Nixon Starts Lottery Reform With Commission House Cleaning

(AP) — Gov. Jay Nixon replaced most of the members of the Missouri Lottery Commission on Thursday as he released a report recommending the agency review its policies on prizes and advertising in a quest to route more money to education.

The shake-up in oversight at the Missouri Lottery comes after it posted record sales during the past budget year yet transferred less money to education than it had in the previous year.

Nixon in July had directed his state budget office to review the lottery’s operations. That resulted in a series of recommendations Thursday that the lottery revise its contracting procedures to save money and re-examine whether it is devoting too much of its proceeds to prizes and advertising.

“Two decades ago, Missouri voters spoke loud and clear that the proceeds from the Missouri Lottery should benefit our public schools, and it’s clear that the lottery has some work to do if it’s going to keep delivering on that promise,” Nixon said in a written statement.

The lottery was authorized by voters under a 1984 constitutional amendment. And a separate 1992 amendment required all proceeds not used for prizes or administrative expenses to go to public K-12 schools and higher education institutions. The amount provided to education had consistently been above 25 percent annually during the past decade, but dropped to 23.1 percent in the 2014 budget despite higher sales.

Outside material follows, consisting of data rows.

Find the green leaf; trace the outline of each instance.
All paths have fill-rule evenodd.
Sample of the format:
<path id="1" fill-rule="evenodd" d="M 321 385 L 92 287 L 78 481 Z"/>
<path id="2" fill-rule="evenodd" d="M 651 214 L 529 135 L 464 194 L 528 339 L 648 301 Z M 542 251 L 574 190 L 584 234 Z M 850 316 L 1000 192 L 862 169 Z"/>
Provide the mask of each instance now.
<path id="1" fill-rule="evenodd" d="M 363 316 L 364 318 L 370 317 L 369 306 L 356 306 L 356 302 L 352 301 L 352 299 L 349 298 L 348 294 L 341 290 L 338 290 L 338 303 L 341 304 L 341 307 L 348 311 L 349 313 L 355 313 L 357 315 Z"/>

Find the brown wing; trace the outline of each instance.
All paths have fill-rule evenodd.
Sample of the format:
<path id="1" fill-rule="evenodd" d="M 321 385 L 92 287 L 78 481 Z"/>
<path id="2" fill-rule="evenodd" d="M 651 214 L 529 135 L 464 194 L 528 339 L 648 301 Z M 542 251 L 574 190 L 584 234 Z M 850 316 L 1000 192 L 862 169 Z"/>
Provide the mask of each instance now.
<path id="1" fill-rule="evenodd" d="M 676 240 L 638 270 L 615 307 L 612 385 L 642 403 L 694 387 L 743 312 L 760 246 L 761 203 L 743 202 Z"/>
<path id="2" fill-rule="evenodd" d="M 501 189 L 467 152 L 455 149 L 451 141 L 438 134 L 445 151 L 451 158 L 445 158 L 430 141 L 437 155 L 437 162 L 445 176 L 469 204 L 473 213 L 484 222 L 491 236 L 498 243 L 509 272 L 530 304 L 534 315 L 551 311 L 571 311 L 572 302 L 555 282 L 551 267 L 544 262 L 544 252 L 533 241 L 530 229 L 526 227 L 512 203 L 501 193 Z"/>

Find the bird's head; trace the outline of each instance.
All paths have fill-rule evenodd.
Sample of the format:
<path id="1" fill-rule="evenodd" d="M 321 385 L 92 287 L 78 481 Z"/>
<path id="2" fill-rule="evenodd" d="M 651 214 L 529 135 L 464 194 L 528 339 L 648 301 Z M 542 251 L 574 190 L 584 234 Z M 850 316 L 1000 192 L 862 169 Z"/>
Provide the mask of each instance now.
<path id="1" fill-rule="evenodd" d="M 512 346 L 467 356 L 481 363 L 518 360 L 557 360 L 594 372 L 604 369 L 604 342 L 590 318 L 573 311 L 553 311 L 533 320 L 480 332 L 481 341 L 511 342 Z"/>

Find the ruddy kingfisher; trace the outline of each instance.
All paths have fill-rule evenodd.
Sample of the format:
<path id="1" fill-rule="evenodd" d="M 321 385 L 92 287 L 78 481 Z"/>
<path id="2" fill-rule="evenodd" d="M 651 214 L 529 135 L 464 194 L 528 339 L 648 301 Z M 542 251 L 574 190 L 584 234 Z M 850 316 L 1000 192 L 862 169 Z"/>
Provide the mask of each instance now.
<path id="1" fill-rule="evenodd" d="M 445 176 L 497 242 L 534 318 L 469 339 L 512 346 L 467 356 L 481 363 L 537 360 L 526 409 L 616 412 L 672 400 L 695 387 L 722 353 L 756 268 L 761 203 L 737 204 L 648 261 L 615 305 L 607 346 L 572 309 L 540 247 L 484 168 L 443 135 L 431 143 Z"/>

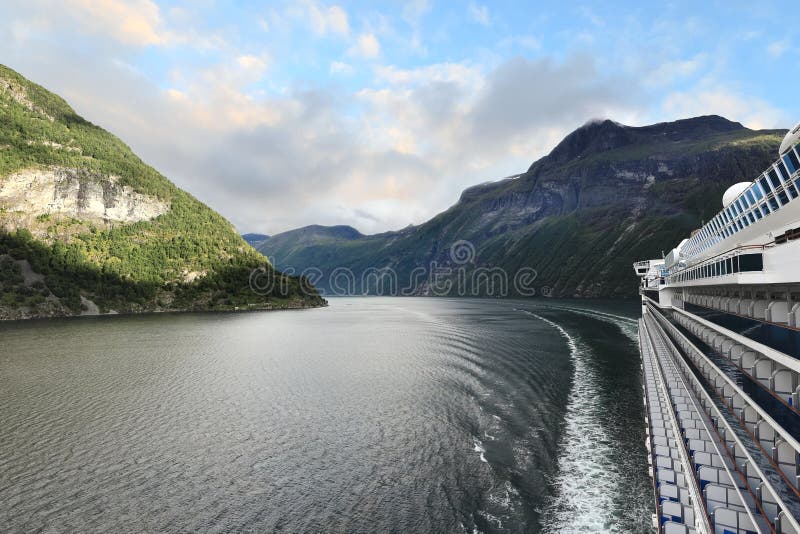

The budget office report said Missouri ranked fourth nationally over the past decade in the percentage of lottery revenues devoted to prizes. It recommended the lottery solicit an independent analysis on the right balance between prizes and education transfers.

From the 2005 to 2014 budget years, the lottery boosted its advertising expenses from $2.1 million to $16 million annually. Legislators increased advertising funding largely because lottery officials predicted that it would result in greater sales and thus more money for education.

But “based on actual transfers to education, it is unclear if this was actually the case,” the report said.

Until Thursday, all five members of the lottery commission had continued to serve several years after their terms technically expired because Nixon hadn’t appointed replacements. Nixon apparently began searching in earnest for new members after the lottery posted lower education transfers during the fiscal year that ended June 30.

Copies of the governor’s daily schedule provided to The Associated Press show he talked by phone on Aug. 7-8 with three of the four people he announced Thursday as appointees. The new commissioners, who will need Senate confirmation next year, include:

– Terry Adams, of Lake St. Louis, a former school superintendent who is replacing Gina Hoagland, of Ladue.

– Phyllis Chase, of Kansas City, who is director of the Charter School Center at the University of Missouri-Kansas City. She is replacing Jacque Land, of St. Louis.

– Paul Kincaid, of Springfield, who is retiring in October as an administrator at Missouri State University. He is replacing Stephen Snead, of Turners.

– John Twitty, of Springfield, a former municipal utilities manager, who is replacing Kevin Roberts, of Hillsboro.

Pamela Wright, of University City, remains on the lottery commission, although Nixon’s website shows that her term expired in September 2010.

Lottery spokeswoman Susan Goedde said the new members are expected to be in place for a Friday commission meeting during which the recommendations will be discussed.